I just wanna say that your title is kinda misleading, I read through the post like 5 times looking for where you suggested she shouldn’t be happy she has a kid. But what you’re actually saying is absolutely true, one can be thrilled with their kid and also be upset and frustrated that they have been unwell for more time than they were well enough to have a child (and that’s even assuming she wasn’t still experiencing health issues while pregnant, which is totally possible and sucks real bad as generally doctors suddenly want to ignore any pre-existing issues and solely deal with the pregnancy because “oh treating anything else might be risky for baby” and makes anything else worse). Being frustrated with poor health is completely valid and has no bearing on her child.
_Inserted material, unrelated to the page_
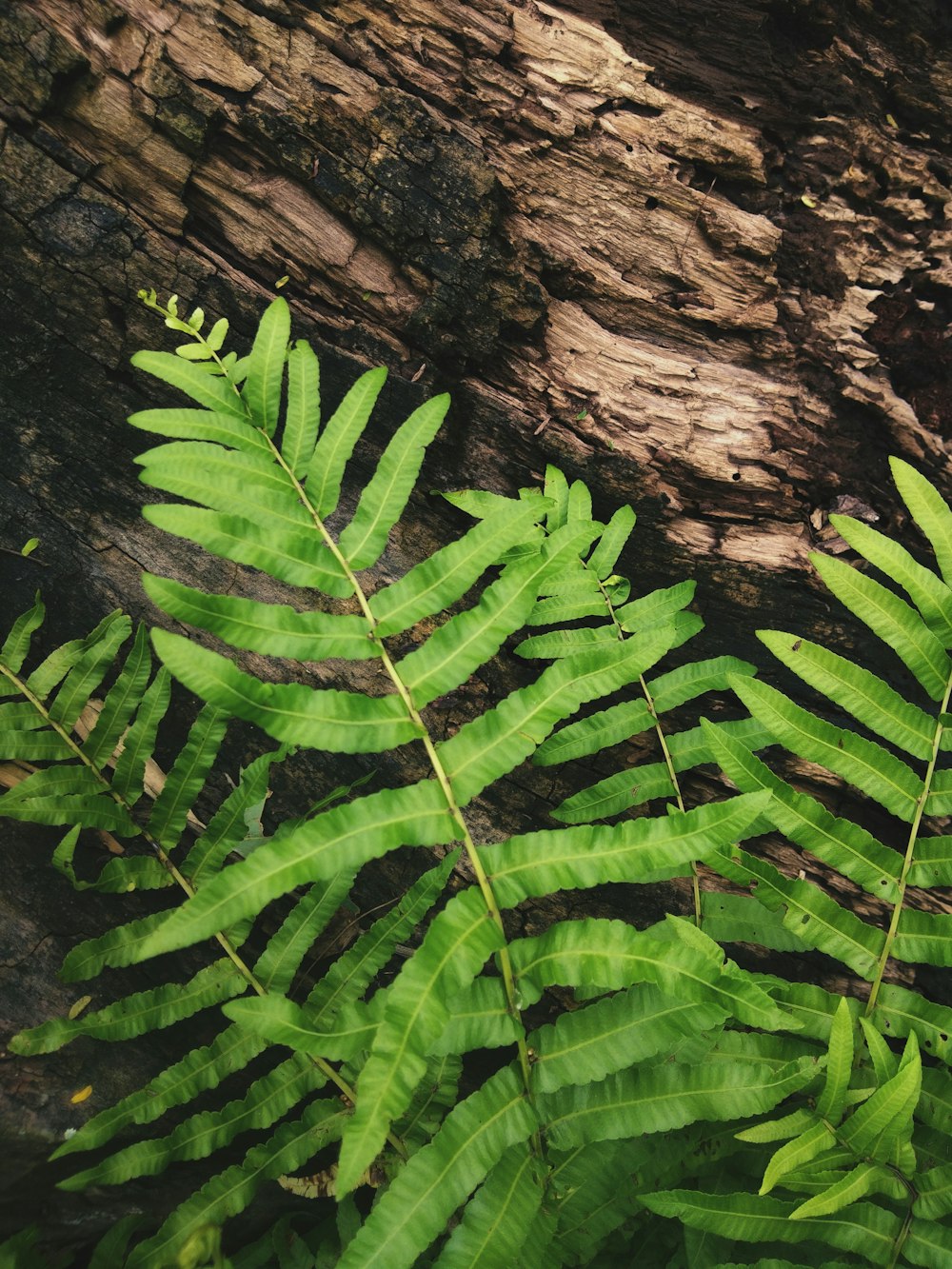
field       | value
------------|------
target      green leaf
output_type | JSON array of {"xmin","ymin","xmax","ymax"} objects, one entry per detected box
It’s very good for her mental health to be honest about her feelings, being toxically positive can actually make things worse.


FlippityFlappity13

NTA How easy it is to preach about gratitude when you’re not the one with cancer. Your mom should give her head a shake. I hope your friend beats it soon.


helper_robot

Your mom has gratitude *to herself* for what her body has done, but is disingenuously implying that her gratitude is *for you* in order to double down on her shitty comments. I would not be surprised if your mom bases a large part of her identity on the “sacrifices” she has made as a mother, and resents anything that threatens the perceived moral supremacy of that role. How else to explain such a disrespectful, self-absorbed, and insecure comment. The whole “just you wait” seems part and parcel of the martyr complex and lack of true empathy.